The original program required the submission of the complete set of 300-log data and the OSHA 301 form data on every logged case. Will we see an attempt to push that forward again? Possibly. That would mean a several fold increase in time and effort in order to comply with OSHA recordkeeping requirements as well as a need to ensure proper protection of transmitted PII for those with injuries. If this measure is pushed forward, it will be no small task to accomplish and resources will likely need to be identified as early as possible to prevent an overwhelming catch up attempt at the end of the year.
It is important to note that not all difficult standards are revised or promulgated under specific administration types. For example, the Silica and Beryllium standard and PEL revisions to both were completed under the Trump administration as was the actual roll out of the ITA system which started with the Obama administration. All these standards did require some level of additional resources and action from businesses but the process and philosophy of weighing the reasonableness of the resources required to follow the standard mandates was very different between the two administrations.
The philosophy behind rate of regulation promulgation and or revision, and the philosophy of enforcement action was probably the real differentiators between these administrations. Employers should consider these differentiators when deciding how to react, monitor OSHA activity, and manage programming and legal resources over the next four years.
Biden’s Call for Emergency Federal COVID-19 Standards
Another area for immediate consideration is what Federal OSHA could do with the call from the Biden administration (at the time to the Trump administration) for the addition of an emergency COVID-19 standard at the federal level. Looking at the temp standards in states such as California, Oregon, Michigan, and Virginia, each of which has rolled out their own COVID-19 emergency temp standards, is likely instructive as it relates to additional cost and time burdens on employers, as well as the overall confusion involved in the roll outs, time crunches to implement, paucity of stakeholder input opportunity, and in some cases, the reportedly lower than hoped for compliance rates.

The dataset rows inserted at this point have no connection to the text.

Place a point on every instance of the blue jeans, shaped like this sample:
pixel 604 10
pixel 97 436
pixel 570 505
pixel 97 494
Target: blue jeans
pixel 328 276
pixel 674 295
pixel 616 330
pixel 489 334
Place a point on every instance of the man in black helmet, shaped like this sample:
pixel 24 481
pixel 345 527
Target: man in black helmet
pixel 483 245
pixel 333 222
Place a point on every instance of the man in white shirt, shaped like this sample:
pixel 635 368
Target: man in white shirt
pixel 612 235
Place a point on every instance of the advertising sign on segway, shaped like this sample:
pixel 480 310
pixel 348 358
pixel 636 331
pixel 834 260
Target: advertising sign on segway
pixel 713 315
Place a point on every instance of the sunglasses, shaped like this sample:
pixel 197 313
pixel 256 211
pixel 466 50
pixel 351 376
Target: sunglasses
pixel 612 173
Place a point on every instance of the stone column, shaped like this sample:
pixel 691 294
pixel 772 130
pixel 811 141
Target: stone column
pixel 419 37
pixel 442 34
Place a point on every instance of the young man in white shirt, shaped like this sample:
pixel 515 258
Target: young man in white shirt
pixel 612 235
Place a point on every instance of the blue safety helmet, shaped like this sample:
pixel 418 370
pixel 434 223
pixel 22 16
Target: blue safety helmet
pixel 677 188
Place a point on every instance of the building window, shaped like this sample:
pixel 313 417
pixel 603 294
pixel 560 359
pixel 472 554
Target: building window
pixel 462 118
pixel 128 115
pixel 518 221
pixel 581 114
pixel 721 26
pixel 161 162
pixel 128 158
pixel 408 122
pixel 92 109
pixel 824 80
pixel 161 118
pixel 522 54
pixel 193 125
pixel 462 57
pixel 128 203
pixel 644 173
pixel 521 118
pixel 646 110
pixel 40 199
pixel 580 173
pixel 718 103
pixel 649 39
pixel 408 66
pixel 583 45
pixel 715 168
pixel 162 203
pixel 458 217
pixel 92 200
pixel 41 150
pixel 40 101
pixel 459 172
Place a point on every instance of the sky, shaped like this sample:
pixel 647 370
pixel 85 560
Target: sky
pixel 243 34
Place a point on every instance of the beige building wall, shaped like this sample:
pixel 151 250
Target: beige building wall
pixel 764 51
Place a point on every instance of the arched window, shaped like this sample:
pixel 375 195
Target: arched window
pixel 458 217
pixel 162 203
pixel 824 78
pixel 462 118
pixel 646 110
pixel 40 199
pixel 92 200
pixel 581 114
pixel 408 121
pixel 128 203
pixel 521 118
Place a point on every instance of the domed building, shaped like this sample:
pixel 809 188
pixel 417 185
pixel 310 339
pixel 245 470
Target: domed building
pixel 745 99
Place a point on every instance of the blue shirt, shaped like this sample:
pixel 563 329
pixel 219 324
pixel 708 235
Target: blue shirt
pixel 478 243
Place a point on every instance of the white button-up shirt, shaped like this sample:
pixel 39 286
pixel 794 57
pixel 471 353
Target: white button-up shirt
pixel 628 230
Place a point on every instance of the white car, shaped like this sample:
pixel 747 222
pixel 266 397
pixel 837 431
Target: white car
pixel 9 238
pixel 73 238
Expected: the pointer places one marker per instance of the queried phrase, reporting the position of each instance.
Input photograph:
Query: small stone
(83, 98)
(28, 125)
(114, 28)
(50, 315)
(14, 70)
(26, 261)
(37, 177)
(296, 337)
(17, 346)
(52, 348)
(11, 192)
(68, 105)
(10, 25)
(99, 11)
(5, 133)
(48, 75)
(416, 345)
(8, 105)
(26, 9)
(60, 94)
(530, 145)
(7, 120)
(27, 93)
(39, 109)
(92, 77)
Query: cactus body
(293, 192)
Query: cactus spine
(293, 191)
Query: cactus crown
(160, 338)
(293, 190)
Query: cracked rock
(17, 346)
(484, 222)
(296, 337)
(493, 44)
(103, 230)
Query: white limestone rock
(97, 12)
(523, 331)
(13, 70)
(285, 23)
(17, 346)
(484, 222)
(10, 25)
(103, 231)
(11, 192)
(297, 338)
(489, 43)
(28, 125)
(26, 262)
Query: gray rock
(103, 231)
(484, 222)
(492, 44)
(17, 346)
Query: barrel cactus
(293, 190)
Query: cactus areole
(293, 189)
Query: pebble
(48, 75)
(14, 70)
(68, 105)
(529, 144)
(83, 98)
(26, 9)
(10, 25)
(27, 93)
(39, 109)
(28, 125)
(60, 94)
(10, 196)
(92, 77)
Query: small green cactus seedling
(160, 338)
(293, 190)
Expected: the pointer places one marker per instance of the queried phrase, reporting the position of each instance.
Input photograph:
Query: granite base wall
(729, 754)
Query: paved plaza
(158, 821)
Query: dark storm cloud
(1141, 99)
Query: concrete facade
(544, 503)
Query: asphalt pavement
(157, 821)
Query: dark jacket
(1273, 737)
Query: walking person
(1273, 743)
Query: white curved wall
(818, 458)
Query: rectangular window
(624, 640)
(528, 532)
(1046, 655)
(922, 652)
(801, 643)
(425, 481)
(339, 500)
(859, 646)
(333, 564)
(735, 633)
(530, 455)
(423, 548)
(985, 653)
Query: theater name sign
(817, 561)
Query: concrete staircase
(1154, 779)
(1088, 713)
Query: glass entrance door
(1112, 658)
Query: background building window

Part of the reason for the difficulties with these standards is that they were rolled out under emergency provisions in each state which bypasses much of the stakeholder input opportunity which would normally be completed. Will the same thing happen at the federal level? That remains to be seen but employers with employees in Federal OSHA states would do well to monitor this situation carefully and expect that they may need to assign resources to a compliance effort of this type in the near future.
The third bullet in the aforementioned plan was a call to roll out a permanent infectious disease standard. What will this plan look like and what will it require employers to do and manage? We don’t know yet; however, this standard will likely not be developed under emergency standard rules, which should allow employers and other stakeholders more of a chance for input. If employers wish to have input, an active monitoring and involvement plan by the company and or an urging of such from industry groups should be part of your planning for 2021.
Employers Should Start Planning Now
Employers would be well advised to start considering and planning for how they will deal with any increased recordkeeping requirements or technically difficult standards which may be promulgated. Now may be the time for any needed adjustments to your safety programs, especially related to managing an increased likelihood of OSHA inspections, the possibility of a near term emergency COVID-19 standard, and preparing for the possible opportunity to provide input related to the promulgation of a permanent infectious disease standard.